When your relay first starts, it does a bandwidth self-test: it builds four circuits into the Tor network and back to itself, and then sends 125KB over each circuit. This step bootstraps Tor's passive bandwidth measurement system, which estimates your bandwidth as the largest burst you've done over a 10 second period. So if all goes well, your first self-measurement is 4*125K/10 = 50KB/s. Your relay publishes this number in your relay descriptor.
The directory authorities list your relay in the network consensus, and clients get good performance (and balance load across the network) by choosing relays proportional to the bandwidth number listed in the consensus.
Originally, the directory authorities would just use whatever bandwidth estimate you claimed in your relay descriptor. As you can imagine, that approach made it cheap for even a small adversary to attract a lot of traffic by simply lying. In 2009, Mike Perry deployed the "bandwidth authority" scripts, where a group of fast computers around the Internet (called bwauths) do active measurements of each relay, and the directory authorities adjust the consensus bandwidth up or down depending on how the relay compares to other relays that advertise similar speeds. (Technically, we call the consensus number a "weight" rather than a bandwidth, since it's all about how your relay's number compares to the other numbers, and once we start adjusting them they aren't really bandwidths anymore.)
The bwauth approach isn't ungameable, but it's a lot better than the old design. Earlier this year we plugged another vulnerability by capping your consensus weight to 20KB until a threshold of bwauths have an opinion about your relay — otherwise there was a several-day window where we would use your claimed value because we didn't have anything better to use.
So that's phase one: your new relay gets basically no use for the first few days of its life because of the low 20KB cap, while it waits for a threshold of bwauths to measure it.
Phase two: remote measurement (days 3-8).
Remember how I said the bwauths adjust your consensus weight based on how you compare to similarly-sized relays? At the beginning of this phase your relay hasn't seen much traffic, so your peers are the other relays who haven't seen (or can't handle) much traffic. Over time though, a few clients will build circuits through your relay and push some traffic, and the passive bandwidth measurement will provide a new larger estimate. Now the bwauths will compare you to your new (faster) peers, giving you a larger consensus weight, thus driving more clients to use you, in turn raising your bandwidth estimate, and so on.
Tor clients generally make three-hop circuits (that is, paths that go through three relays). The first position in the path, called the guard relay, is special because it helps protect against a certain anonymity-breaking attack. Here's the attack: if you keep picking new paths at random, and the adversary runs a few relays, then over time the chance drops to zero that *every single path you've made* is safe from the adversary. The defense is to choose a small number of relays (called guards) and always use one of them for your first hop — either you chose wrong, and one of your guards is run by the adversary and you lose on many of your paths; or you chose right and all of your paths are safe. Read the Guard FAQ for more details.

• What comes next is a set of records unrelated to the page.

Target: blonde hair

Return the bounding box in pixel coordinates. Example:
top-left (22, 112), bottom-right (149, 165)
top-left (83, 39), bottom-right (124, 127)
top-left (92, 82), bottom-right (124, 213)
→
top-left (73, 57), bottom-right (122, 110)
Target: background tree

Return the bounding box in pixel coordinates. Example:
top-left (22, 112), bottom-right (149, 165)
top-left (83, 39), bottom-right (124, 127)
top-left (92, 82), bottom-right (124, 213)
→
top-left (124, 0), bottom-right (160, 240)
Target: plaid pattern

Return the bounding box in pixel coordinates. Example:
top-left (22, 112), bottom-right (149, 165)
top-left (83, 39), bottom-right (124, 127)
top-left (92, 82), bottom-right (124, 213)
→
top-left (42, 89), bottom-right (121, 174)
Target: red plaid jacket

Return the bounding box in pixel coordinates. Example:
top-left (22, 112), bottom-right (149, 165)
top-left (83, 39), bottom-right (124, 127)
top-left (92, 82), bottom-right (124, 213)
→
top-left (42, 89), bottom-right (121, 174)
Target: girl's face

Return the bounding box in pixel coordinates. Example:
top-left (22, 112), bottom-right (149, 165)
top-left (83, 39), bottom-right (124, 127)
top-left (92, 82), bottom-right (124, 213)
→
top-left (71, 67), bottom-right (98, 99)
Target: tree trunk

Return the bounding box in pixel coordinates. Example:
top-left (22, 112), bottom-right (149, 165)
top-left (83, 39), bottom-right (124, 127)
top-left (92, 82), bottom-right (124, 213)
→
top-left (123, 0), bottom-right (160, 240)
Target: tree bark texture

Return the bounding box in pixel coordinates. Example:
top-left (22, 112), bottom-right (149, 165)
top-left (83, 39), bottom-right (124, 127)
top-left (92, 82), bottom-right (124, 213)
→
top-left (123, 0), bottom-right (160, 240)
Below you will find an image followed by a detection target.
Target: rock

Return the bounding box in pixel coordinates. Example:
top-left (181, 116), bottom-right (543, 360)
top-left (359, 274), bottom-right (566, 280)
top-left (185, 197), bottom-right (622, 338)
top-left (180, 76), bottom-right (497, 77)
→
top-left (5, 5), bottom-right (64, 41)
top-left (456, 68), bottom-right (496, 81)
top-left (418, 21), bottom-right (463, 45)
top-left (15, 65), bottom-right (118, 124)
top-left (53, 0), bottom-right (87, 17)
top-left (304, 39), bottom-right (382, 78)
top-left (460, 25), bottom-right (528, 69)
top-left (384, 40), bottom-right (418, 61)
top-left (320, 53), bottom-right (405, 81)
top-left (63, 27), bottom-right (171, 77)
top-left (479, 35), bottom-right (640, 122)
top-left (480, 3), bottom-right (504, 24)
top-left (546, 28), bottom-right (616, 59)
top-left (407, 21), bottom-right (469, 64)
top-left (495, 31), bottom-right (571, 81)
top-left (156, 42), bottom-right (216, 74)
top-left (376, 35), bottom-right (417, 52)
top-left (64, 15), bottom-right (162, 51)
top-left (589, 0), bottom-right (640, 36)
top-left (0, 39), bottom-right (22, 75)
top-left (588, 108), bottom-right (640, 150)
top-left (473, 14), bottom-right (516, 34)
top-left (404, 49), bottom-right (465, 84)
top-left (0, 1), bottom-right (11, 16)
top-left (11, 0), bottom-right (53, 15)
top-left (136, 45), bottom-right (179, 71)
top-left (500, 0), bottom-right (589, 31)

Only stable and reliable relays can be used as guards, so no clients are willing to use your brand new relay as their first hop. And since in this story you chose to set up a non-exit relay (so you won't be the one actually making connections to external services like websites), no clients will use it as their third hop either. That means all of your relay's traffic is coming from being the second hop in circuits.
So that's phase two: once the bwauths have measured you and the directory authorities lift the 20KB cap, you'll attract more and more traffic, but it will still be limited because you'll only ever be a middle hop.
Phase three: Ramping up as a guard relay (days 8-68).
This is the point where I should introduce consensus flags. Directory authorities assign the Guard flag to relays based on three characteristics: "bandwidth" (they need to have a large enough consensus weight), "weighted fractional uptime" (they need to be working most of the time), and "time known" (to make attacks more expensive, we don't want to give the Guard flag to relays that haven't been around a while first). This last characteristic is most relevant here: on today's Tor network, you're first eligible for the Guard flag on day eight.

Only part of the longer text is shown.